The lock-and-key for immunity: The antigen is the key; the B cell receptor (and subsequent antibody) is the lock. Only the key with the right shape fits. This is why each antibody is specific to one antigen — the shapes must be complementary.
Primary vs Secondary response — SSFL:
- Primary: Slow, Small antibody production, takes 5-10 days, Forms memory cells
- Secondary: Speedy, Stronger/larger antibody production, takes 1-3 days, memory cells already present (Lasting immunity)
B cell fate after activation: Most B cells become plasma cells (antibody factories). Some become memory B cells (long-lived sentinels). Think "most go to work now, some keep watch for later."
T cell types: Helper T cells = the coordinator (calls in reinforcements, activates B cells). Cytotoxic T cells = the assassin (directly kills infected body cells). Memory T cells = the veteran (ready for the next encounter).
Quick Check: A person is infected with influenza for the first time. Explain why they develop symptoms for 7-10 days before recovering, whereas on a second exposure to the same flu strain they may not develop symptoms at all.
During the primary response to the first infection, the immune system must first recognise the viral antigens, select the appropriate B cells through clonal selection, and expand the clone. This takes 5-10 days before sufficient antibodies are produced to clear the infection. During this time, the virus multiplies and causes tissue damage — producing symptoms. However, memory B cells are also produced during this primary response. On second exposure to the same flu strain, memory B cells respond immediately (within 1-3 days) and rapidly produce large amounts of antibodies. The virus is eliminated before it can multiply sufficiently to cause tissue damage, so no symptoms (or only very mild ones) develop. This is the principle that underlies vaccination.
Quick Check: Explain why a person who has recovered from measles is protected for life, but someone who recovers from influenza needs a new vaccine every year.
After recovering from measles, the immune system produces memory B and T cells specific to the measles virus antigens. The measles virus has very stable surface antigens that do not change significantly between strains or over time. So the same memory cells remain effective for the person's lifetime. Influenza virus, however, undergoes rapid mutations (antigenic drift) in its surface proteins (haemagglutinin and neuraminidase). Each year, new influenza strains circulate with slightly different surface antigens. Memory cells produced against last year's strain do not recognise the new antigens, so the person is not protected. New vaccines are formulated each year targeting the antigens predicted to be on the dominant circulating strains.
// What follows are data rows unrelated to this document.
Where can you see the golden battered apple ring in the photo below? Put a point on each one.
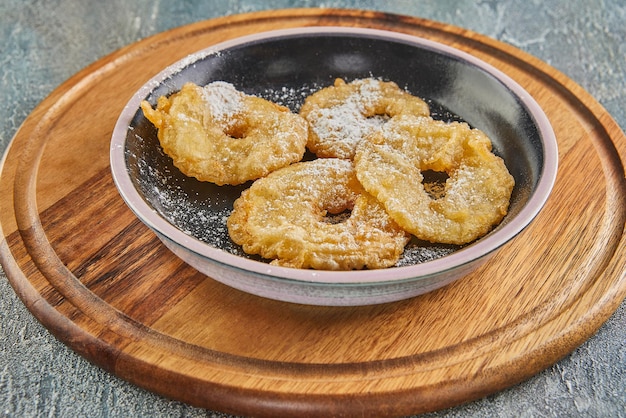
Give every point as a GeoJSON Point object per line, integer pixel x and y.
{"type": "Point", "coordinates": [476, 194]}
{"type": "Point", "coordinates": [218, 134]}
{"type": "Point", "coordinates": [340, 116]}
{"type": "Point", "coordinates": [284, 217]}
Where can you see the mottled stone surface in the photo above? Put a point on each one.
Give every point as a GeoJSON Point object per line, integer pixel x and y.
{"type": "Point", "coordinates": [44, 43]}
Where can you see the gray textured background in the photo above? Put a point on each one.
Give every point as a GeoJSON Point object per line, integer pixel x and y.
{"type": "Point", "coordinates": [42, 43]}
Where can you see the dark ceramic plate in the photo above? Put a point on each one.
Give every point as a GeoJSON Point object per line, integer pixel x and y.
{"type": "Point", "coordinates": [286, 66]}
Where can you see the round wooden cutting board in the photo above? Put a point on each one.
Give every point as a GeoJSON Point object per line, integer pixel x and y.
{"type": "Point", "coordinates": [103, 283]}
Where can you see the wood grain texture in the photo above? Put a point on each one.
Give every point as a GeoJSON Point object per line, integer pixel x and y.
{"type": "Point", "coordinates": [101, 282]}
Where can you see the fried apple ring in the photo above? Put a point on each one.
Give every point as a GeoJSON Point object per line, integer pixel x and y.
{"type": "Point", "coordinates": [340, 116]}
{"type": "Point", "coordinates": [477, 191]}
{"type": "Point", "coordinates": [218, 134]}
{"type": "Point", "coordinates": [284, 217]}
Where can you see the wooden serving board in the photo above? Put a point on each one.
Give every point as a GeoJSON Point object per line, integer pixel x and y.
{"type": "Point", "coordinates": [101, 282]}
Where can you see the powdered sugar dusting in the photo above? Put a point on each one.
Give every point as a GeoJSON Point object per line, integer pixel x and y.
{"type": "Point", "coordinates": [223, 99]}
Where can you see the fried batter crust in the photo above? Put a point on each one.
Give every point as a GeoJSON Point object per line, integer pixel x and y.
{"type": "Point", "coordinates": [341, 115]}
{"type": "Point", "coordinates": [284, 217]}
{"type": "Point", "coordinates": [476, 196]}
{"type": "Point", "coordinates": [220, 135]}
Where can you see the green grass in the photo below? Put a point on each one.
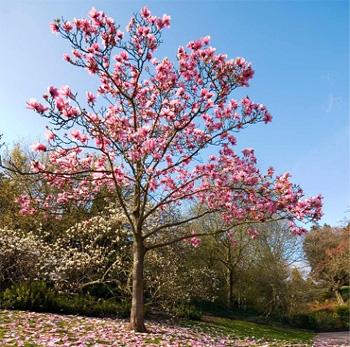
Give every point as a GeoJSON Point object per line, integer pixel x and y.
{"type": "Point", "coordinates": [242, 329]}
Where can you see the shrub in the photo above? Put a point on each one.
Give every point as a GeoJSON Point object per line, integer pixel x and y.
{"type": "Point", "coordinates": [343, 312]}
{"type": "Point", "coordinates": [322, 320]}
{"type": "Point", "coordinates": [29, 296]}
{"type": "Point", "coordinates": [37, 296]}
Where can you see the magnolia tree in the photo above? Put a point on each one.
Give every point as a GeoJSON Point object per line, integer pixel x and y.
{"type": "Point", "coordinates": [159, 134]}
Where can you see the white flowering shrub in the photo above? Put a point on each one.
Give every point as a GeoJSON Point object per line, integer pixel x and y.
{"type": "Point", "coordinates": [93, 252]}
{"type": "Point", "coordinates": [23, 256]}
{"type": "Point", "coordinates": [96, 251]}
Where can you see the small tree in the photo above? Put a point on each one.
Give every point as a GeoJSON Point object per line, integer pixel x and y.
{"type": "Point", "coordinates": [156, 119]}
{"type": "Point", "coordinates": [327, 250]}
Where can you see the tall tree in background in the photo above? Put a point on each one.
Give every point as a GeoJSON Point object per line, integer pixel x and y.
{"type": "Point", "coordinates": [147, 129]}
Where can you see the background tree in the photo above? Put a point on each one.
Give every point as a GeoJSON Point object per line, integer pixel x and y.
{"type": "Point", "coordinates": [147, 133]}
{"type": "Point", "coordinates": [327, 251]}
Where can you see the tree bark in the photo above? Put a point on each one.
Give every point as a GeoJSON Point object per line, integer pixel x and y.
{"type": "Point", "coordinates": [230, 288]}
{"type": "Point", "coordinates": [339, 297]}
{"type": "Point", "coordinates": [137, 319]}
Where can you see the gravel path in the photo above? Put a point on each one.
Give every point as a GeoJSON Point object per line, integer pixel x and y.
{"type": "Point", "coordinates": [332, 339]}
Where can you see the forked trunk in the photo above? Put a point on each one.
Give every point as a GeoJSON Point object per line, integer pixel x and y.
{"type": "Point", "coordinates": [137, 319]}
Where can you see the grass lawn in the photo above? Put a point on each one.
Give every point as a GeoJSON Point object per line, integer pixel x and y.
{"type": "Point", "coordinates": [30, 329]}
{"type": "Point", "coordinates": [277, 336]}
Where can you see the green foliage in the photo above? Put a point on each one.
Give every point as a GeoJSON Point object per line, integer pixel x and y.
{"type": "Point", "coordinates": [187, 311]}
{"type": "Point", "coordinates": [37, 296]}
{"type": "Point", "coordinates": [29, 296]}
{"type": "Point", "coordinates": [344, 313]}
{"type": "Point", "coordinates": [323, 320]}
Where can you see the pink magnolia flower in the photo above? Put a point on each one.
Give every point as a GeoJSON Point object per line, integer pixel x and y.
{"type": "Point", "coordinates": [50, 135]}
{"type": "Point", "coordinates": [36, 106]}
{"type": "Point", "coordinates": [53, 91]}
{"type": "Point", "coordinates": [39, 147]}
{"type": "Point", "coordinates": [54, 27]}
{"type": "Point", "coordinates": [91, 98]}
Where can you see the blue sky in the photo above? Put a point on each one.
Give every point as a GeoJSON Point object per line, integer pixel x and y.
{"type": "Point", "coordinates": [299, 50]}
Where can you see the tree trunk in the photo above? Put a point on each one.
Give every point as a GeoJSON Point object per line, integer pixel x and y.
{"type": "Point", "coordinates": [137, 322]}
{"type": "Point", "coordinates": [339, 297]}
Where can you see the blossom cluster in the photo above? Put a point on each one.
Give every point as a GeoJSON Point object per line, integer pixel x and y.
{"type": "Point", "coordinates": [148, 123]}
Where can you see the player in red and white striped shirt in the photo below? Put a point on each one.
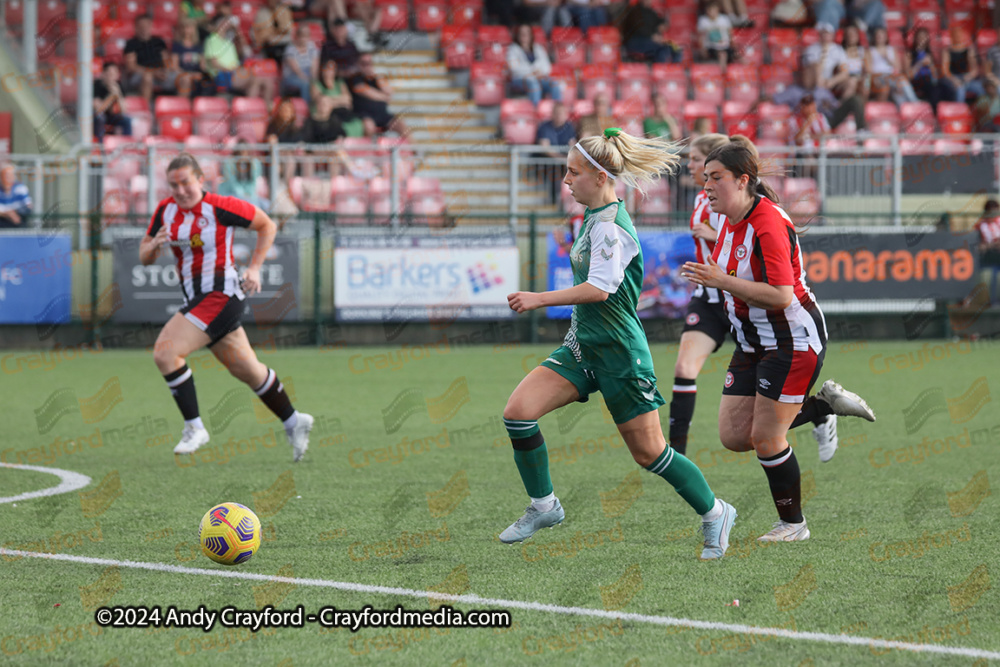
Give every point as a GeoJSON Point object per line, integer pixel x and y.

Quick Check: A scientist injects a mouse with antigen X. Three weeks later, she measures the antibody levels in the mouse's blood, which are high. She then gives the same mouse a second injection of antigen X. Predict and explain what happens to the antibody level over the next two weeks.
After the second injection, the antibody level would rise much faster (within 1-3 days) and to a much higher level than after the first injection. This is because the first injection triggered a primary immune response that produced memory B cells specific to antigen X. These memory cells persist in the blood and lymph nodes. When antigen X is introduced again, the memory B cells rapidly divide and differentiate into plasma cells, which secrete large quantities of antibodies very quickly. The response is faster, larger, and longer-lasting than the primary response. This demonstrates immunological memory — the basis of vaccination.